FTX allowed affiliated trading firm Alameda Research to borrow funds from the cryptocurrency exchange “without any effective limits”, according to its court-appointed chief executive, highlighting the depth of ties between the digital asset groups that failed last month.
John Ray III provided new details on FTX and Alameda in written testimony published before a congressional hearing scheduled for Tuesday into the crypto exchange’s collapse. Ray was appointed to replace FTX founder Sam Bankman-Fried, who is also scheduled to testify before the US House financial services committee.
The opaque relationship between Bahamas-based FTX and Alameda lies at the centre of the corporate disaster that led to the demise of an exchange once valued at $32bn, legal probes and potential losses for millions of creditors including retail investors.
Bankman-Fried, who started FTX and Alameda, had long said the two groups operated independently. Since their collapse he has said he never tried to commit fraud but has admitted to mistakes and management failures.
Ray, who was appointed by a judge to manage the FTX bankruptcy, said that customer assets from FTX’s international exchange commingled with assets from the Alameda trading platform. “Second, Alameda used client funds to engage in margin trading which exposed customer funds to massive losses,” his testimony said.
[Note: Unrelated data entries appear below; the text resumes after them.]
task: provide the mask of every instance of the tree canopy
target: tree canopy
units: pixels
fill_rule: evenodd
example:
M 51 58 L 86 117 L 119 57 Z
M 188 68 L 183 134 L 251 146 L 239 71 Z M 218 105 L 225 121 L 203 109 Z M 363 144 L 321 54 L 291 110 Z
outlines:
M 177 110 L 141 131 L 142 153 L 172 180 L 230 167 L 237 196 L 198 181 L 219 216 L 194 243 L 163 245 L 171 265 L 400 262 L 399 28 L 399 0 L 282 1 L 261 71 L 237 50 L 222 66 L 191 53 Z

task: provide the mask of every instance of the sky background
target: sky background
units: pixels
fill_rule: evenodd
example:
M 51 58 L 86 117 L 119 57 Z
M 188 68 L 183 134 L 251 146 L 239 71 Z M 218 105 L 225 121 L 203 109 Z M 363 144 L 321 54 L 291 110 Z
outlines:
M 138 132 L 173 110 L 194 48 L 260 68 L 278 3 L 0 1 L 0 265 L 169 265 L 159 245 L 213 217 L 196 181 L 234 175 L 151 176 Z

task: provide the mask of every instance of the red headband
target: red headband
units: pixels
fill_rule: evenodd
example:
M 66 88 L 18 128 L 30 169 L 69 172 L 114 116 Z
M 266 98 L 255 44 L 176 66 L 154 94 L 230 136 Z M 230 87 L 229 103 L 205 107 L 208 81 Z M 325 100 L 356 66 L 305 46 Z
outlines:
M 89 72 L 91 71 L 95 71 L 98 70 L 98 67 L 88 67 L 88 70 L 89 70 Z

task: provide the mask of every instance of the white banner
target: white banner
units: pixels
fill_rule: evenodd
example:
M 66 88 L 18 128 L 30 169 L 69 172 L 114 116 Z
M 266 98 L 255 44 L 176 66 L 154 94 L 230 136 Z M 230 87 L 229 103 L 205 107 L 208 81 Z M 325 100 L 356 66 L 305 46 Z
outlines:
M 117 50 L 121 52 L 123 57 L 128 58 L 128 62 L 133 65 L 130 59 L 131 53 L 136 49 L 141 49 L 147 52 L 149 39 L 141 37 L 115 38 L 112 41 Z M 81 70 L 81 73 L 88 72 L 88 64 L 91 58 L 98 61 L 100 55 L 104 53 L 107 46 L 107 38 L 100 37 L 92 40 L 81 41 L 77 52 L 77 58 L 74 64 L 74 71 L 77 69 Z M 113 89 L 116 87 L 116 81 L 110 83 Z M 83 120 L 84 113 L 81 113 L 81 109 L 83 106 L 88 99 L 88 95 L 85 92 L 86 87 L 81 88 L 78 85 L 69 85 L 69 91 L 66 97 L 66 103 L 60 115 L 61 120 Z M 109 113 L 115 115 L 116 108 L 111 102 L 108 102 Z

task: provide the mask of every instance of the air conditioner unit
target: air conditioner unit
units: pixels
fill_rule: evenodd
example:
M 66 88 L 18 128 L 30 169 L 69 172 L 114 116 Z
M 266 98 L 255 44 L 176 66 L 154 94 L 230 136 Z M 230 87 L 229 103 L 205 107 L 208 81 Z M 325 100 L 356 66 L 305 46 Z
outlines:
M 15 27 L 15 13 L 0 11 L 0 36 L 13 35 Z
He added FTX’s US arm, which had been set up as an entity separate from the international exchange, “was not operated independently”. This made it necessary to place both entities into US bankruptcy in order to prevent a “‘run on the bank’ at FTX US”, Ray said.
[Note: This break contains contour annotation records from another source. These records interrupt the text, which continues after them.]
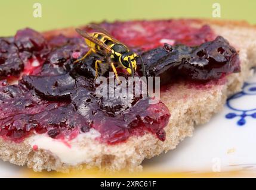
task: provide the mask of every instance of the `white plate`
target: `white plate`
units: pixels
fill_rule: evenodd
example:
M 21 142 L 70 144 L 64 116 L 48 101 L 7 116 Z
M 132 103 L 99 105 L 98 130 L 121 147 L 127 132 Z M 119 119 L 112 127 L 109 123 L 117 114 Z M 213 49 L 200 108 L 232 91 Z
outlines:
M 256 76 L 227 103 L 229 107 L 227 104 L 209 123 L 197 126 L 193 137 L 186 138 L 176 149 L 145 160 L 144 170 L 167 172 L 255 170 L 256 115 L 253 113 L 256 113 Z M 243 113 L 247 116 L 238 116 Z M 233 118 L 227 119 L 227 115 Z M 24 171 L 23 167 L 0 161 L 0 178 L 22 177 Z

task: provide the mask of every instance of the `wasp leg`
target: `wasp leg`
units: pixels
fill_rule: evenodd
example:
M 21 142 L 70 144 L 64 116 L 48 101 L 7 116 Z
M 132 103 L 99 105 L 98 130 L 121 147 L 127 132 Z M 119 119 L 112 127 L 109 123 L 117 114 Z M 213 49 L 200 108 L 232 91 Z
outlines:
M 97 78 L 97 77 L 98 77 L 98 64 L 101 64 L 102 63 L 102 61 L 100 60 L 96 60 L 96 61 L 95 62 L 95 79 Z
M 116 80 L 119 84 L 121 83 L 119 78 L 118 77 L 118 72 L 116 71 L 116 68 L 115 67 L 114 64 L 113 62 L 111 63 L 111 66 L 112 67 L 113 71 L 114 71 L 115 75 L 116 75 Z
M 77 63 L 77 62 L 79 62 L 80 61 L 82 61 L 82 60 L 83 60 L 83 59 L 85 59 L 87 56 L 88 56 L 89 55 L 90 55 L 90 54 L 91 53 L 91 52 L 94 52 L 94 53 L 95 53 L 95 50 L 94 50 L 94 49 L 93 49 L 92 48 L 91 48 L 91 49 L 88 51 L 88 52 L 87 52 L 87 53 L 86 53 L 86 54 L 85 54 L 85 55 L 84 55 L 82 58 L 80 58 L 80 59 L 78 59 L 78 60 L 76 60 L 76 61 L 74 61 L 74 64 Z

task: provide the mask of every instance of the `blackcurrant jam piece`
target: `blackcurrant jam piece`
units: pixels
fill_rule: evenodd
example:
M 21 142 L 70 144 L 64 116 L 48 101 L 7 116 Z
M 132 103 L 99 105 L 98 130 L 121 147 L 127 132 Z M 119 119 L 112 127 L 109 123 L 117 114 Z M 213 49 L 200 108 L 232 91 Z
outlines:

The FTX group of businesses ultimately collapsed because of “the absolute concentration of control in the hands of a very small group of grossly inexperienced and unsophisticated individuals”, Ray said.
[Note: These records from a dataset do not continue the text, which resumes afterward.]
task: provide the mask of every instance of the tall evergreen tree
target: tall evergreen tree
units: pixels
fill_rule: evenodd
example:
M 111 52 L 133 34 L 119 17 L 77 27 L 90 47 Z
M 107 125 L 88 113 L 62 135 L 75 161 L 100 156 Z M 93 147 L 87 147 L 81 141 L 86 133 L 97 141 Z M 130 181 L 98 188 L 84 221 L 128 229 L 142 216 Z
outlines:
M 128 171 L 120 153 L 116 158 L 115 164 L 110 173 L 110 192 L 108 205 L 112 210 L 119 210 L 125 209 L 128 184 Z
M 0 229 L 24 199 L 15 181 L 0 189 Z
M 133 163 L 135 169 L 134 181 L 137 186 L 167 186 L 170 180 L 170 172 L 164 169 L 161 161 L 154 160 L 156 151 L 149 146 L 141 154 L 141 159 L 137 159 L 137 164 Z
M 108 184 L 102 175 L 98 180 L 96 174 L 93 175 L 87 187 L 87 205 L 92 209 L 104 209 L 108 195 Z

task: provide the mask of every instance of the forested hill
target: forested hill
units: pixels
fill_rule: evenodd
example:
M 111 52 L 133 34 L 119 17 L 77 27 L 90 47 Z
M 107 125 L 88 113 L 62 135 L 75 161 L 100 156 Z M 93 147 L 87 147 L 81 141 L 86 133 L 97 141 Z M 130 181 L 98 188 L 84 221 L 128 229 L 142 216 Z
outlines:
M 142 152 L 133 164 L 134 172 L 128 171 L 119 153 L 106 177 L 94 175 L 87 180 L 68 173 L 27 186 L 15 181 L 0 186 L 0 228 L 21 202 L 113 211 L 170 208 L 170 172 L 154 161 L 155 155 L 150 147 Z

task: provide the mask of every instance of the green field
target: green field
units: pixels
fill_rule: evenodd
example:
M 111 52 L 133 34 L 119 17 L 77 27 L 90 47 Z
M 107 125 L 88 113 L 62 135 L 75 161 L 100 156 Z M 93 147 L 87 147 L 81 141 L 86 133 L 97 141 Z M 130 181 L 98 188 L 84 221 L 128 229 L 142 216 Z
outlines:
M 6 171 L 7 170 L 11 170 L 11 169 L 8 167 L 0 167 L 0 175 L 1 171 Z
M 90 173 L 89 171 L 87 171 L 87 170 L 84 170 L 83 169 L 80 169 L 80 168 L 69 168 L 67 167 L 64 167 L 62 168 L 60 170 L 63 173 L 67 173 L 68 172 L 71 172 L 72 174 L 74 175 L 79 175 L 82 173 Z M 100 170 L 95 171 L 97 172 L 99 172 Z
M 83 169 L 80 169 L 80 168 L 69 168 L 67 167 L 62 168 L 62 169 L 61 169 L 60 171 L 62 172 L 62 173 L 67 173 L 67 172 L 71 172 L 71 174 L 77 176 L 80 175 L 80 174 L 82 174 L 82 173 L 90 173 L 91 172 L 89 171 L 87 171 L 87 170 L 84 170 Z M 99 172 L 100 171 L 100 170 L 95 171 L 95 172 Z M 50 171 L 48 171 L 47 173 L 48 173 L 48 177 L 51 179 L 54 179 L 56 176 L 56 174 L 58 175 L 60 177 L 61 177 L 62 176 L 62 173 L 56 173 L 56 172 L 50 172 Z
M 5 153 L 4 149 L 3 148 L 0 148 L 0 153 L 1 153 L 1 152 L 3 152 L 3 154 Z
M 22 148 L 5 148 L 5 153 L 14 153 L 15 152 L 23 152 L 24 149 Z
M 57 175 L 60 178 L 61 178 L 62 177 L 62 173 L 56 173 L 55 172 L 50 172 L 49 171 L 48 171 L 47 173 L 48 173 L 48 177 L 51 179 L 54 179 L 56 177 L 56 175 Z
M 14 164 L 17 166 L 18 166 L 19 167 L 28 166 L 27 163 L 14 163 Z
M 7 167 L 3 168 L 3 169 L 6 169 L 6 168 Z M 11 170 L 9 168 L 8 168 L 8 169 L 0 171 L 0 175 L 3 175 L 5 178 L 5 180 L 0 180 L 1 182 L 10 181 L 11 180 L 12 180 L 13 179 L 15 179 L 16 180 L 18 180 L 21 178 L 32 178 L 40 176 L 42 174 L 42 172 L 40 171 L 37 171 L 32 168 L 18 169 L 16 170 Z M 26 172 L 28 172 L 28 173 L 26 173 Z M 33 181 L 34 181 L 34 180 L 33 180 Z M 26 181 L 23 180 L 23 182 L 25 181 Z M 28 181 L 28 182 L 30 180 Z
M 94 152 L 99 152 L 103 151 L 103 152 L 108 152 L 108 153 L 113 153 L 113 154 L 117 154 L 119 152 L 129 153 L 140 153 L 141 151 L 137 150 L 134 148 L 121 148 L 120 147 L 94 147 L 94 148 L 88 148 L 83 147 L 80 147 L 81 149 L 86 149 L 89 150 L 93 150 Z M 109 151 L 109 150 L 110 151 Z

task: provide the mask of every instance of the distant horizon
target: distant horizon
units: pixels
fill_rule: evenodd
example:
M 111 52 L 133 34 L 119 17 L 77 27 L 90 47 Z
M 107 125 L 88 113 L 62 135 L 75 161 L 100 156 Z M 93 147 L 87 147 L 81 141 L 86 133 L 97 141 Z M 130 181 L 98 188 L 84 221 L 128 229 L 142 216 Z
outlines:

The executives “failed to implement virtually any of the systems or controls that are necessary for a company that is entrusted with other people’s money or assets”, he added.
Ray, who oversaw the bankruptcy of Enron, listed several “unacceptable management practices”. These included access by senior executives access to systems that stored customer assets, “without security controls to prevent them from redirecting those assets”.
He added that private keys accessing hundreds of millions of dollars in crypto assets were used without controls or encryption, and there was a “lack of complete documentation” for nearly 500 investments made with FTX funds.
Ray added FTX “went on a spending binge in late 2021 through 2022”, during which about $5bn was spent on investments which now “may be worth only a fraction of what was paid for them”.
FTX insiders received loans and payments of more than $1bn from the company, he noted.
“We are, in many respects, starting from near-zero in terms of the corporate infrastructure and record keeping that one would expect to find in a multibillion-dollar international business,” Ray said.